Marcher dans la lumière

septembre 1938

Marcher dans la lumière

Mais si nous marchons dans la lumière, comme il est lui-même dans la lumière, nous sommes mutuellement en communion, et le sang de Jésus son Fils nous purifie de tout péché. 1 Jn. 1, 7.

Ce passage ne concerne que les disciples de Jésus-Christ, qui marchent dans la lumière ; et pourtant, on l’applique à des chrétiens impies et nonchalants, qui marchent dans les ténèbres, et qui auraient besoin de se juger eux-mêmes pour leur péché, afin qu’il leur soit pardonné. Celui qui marche dans la lumière ne pèche pas consciemment, car c’est dans les ténèbres qu’un homme pèche.

La lumière expose ce qui était auparavant inconscient, à savoir les actions du corps. Nous devons les faire mourir par l’Esprit, afin que nous vivions. Ro. 8, 13. Ce verset parle de deux types d’actions. Si vous vivez selon la chair (que vous péchez consciemment), vous mourrez ; mais si par l’Esprit vous faites mourir les actions du corps (les actions inconscientes qui se révèlent à nous quand nous marchons dans la lumière), vous vivrez.

Personne ne peut marcher dans la lumière sans avoir une chair crucifiée. C’est pourquoi il est dit que ceux qui sont à Jésus-Christ ont crucifié la chair avec ses passions et ses désirs. Ga. 5, 24.

J’ai lu récemment dans le compte-rendu d’une conférence chrétienne qu’ils s’étaient éloignés de la croix et de sa puissance. Il s’agissait maintenant de revenir à la croix de Golgotha.
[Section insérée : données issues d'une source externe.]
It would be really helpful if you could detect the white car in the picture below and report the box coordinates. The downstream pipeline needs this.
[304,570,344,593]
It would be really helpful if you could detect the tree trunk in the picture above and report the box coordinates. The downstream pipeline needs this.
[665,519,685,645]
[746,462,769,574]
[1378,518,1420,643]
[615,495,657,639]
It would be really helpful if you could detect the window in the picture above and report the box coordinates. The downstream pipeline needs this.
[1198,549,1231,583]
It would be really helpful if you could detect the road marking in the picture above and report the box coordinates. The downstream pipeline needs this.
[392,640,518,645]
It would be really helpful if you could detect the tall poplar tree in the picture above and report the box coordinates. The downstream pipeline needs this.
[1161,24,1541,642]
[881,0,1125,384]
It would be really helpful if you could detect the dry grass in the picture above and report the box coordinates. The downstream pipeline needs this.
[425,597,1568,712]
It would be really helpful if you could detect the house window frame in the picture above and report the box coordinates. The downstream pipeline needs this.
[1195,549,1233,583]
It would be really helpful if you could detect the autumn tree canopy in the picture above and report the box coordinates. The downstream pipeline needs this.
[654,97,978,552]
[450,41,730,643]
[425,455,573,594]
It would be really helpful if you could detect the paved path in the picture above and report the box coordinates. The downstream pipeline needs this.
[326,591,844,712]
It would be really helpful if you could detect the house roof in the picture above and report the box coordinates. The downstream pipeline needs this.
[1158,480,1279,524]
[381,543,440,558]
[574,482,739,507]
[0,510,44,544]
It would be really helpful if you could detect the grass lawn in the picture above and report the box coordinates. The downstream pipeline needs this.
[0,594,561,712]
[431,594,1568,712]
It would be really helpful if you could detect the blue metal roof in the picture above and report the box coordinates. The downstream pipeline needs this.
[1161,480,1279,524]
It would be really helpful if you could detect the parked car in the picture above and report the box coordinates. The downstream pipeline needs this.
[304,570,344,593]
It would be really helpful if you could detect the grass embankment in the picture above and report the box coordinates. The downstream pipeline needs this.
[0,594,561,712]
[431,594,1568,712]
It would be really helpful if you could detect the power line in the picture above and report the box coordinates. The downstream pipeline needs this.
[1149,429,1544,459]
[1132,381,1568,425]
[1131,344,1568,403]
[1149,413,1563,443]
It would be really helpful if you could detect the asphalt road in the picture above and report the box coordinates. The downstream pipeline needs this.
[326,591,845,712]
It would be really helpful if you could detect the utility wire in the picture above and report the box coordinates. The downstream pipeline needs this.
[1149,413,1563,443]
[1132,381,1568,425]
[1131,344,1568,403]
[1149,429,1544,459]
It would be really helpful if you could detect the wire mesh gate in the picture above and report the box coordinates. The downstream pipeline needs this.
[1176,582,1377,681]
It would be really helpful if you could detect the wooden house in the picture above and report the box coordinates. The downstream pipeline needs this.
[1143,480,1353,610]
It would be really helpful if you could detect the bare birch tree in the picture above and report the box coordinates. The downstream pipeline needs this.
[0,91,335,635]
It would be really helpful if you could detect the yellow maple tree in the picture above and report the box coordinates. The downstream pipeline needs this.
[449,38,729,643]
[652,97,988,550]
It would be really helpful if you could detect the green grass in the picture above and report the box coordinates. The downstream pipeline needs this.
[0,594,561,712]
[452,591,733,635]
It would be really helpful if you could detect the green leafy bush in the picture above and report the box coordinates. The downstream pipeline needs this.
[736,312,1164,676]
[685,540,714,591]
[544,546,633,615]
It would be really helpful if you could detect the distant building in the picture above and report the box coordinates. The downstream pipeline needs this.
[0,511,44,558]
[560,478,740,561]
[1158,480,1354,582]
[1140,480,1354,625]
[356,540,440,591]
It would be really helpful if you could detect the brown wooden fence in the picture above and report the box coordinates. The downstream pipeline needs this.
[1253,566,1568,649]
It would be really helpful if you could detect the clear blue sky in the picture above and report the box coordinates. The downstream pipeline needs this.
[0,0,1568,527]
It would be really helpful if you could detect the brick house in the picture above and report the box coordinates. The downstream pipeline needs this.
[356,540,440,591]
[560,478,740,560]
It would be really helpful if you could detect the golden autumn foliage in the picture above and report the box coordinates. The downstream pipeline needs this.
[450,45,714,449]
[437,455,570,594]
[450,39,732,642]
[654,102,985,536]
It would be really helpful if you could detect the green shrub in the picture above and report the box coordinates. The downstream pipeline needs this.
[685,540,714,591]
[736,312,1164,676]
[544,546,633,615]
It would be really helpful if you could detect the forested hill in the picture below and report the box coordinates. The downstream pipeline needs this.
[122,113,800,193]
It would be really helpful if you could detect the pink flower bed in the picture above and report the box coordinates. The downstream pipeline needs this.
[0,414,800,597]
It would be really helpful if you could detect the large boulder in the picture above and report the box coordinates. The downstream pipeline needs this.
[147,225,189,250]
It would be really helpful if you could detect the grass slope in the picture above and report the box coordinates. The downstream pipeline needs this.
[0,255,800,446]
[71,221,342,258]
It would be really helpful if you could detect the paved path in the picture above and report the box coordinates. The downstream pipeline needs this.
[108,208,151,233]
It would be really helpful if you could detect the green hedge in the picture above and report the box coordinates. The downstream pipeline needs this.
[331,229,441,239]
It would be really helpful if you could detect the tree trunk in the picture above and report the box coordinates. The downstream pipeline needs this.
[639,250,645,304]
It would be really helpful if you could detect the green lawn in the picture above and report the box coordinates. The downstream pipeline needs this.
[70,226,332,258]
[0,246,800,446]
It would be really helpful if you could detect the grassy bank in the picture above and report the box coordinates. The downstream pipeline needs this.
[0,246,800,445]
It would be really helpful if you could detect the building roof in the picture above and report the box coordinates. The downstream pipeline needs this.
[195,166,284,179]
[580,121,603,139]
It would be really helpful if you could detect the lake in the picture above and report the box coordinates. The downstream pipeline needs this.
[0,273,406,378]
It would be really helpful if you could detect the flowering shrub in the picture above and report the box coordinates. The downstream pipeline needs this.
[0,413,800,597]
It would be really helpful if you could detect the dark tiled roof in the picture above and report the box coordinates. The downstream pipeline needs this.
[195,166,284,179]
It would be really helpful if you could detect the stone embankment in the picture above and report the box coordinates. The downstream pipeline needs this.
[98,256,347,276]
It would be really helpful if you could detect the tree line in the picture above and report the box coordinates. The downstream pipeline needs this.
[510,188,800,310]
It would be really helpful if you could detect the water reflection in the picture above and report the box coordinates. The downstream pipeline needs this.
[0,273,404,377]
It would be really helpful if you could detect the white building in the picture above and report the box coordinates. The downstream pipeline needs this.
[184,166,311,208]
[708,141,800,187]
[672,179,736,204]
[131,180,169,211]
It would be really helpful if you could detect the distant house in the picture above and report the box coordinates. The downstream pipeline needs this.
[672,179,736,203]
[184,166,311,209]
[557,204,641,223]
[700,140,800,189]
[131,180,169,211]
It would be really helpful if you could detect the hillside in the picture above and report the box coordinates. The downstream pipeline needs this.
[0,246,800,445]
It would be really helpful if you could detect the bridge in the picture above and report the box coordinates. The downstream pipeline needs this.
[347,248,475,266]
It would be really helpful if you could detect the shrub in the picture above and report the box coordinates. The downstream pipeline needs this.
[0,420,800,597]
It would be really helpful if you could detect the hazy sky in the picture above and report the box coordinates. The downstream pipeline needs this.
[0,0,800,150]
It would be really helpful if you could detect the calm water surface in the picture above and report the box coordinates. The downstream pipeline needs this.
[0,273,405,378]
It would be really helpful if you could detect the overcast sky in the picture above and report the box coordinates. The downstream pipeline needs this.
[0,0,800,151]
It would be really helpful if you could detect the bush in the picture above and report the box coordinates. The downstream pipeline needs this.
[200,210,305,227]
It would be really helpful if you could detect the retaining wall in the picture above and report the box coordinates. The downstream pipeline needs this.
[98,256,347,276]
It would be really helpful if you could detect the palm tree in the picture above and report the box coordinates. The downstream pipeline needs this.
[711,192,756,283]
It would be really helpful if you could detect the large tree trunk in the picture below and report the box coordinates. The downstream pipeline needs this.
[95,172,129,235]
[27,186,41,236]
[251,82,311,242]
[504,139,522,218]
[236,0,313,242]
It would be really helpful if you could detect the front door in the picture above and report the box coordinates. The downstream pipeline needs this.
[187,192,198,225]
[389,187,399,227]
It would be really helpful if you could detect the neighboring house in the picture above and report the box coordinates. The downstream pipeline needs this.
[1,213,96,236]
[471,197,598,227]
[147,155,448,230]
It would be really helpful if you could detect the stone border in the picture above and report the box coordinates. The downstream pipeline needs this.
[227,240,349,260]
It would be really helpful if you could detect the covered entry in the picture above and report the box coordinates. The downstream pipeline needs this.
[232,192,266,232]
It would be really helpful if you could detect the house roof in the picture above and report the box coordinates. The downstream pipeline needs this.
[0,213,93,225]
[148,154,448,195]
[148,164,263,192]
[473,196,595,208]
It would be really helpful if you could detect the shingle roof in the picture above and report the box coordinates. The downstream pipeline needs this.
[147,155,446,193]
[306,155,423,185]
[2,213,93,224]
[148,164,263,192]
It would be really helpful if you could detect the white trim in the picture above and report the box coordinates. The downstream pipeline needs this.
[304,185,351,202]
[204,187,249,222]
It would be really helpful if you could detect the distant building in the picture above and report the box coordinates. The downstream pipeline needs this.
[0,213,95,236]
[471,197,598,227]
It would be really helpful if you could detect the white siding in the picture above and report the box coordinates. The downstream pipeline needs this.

Ces chers frères ont dû partir en vacances dans la chair et se sont éloignés de la croix, puisqu’ils se sont mis d’accord sur le fait qu’il valait mieux revenir à la croix. Ils ne sont donc pas crucifiés avec Christ, mais ils sont en route pour Babylone. La Parole et la force de la croix ont disparu, l’Esprit de réveil a disparu. Mais ce qui n’a pas disparu, ce sont les partis, les divisions, l’orgueil, la froideur, etc. Je crois qu’il serait plus à sa place de rechercher l’Esprit qui juge et qui consume, ainsi que le pardon des péchés, plutôt qu’un renouvellement de l’Esprit, comme on l’appelle. L’Esprit n’a pas besoin de renouvellement, il est exactement ce qu’il doit être et renouvelle lui-même toutes choses ; c’est plutôt l’esprit de l’homme qui doit être renouvelé, car on a un entendement charnel. On a commencé dans l’Esprit et on est en train d’achever dans la chair.

Paul dit aux Éphésiens : Voici donc ce que je dis et ce que je déclare dans le Seigneur, c’est que vous ne devez plus marcher comme les païens, qui marchent selon la vanité de leurs pensées. Ils ont l’intelligence obscurcie, ils sont étrangers à la vie de Dieu, à cause de l’ignorance qui est en eux, à cause de l’endurcissement de leur cœur. Ép. 4, 17-18.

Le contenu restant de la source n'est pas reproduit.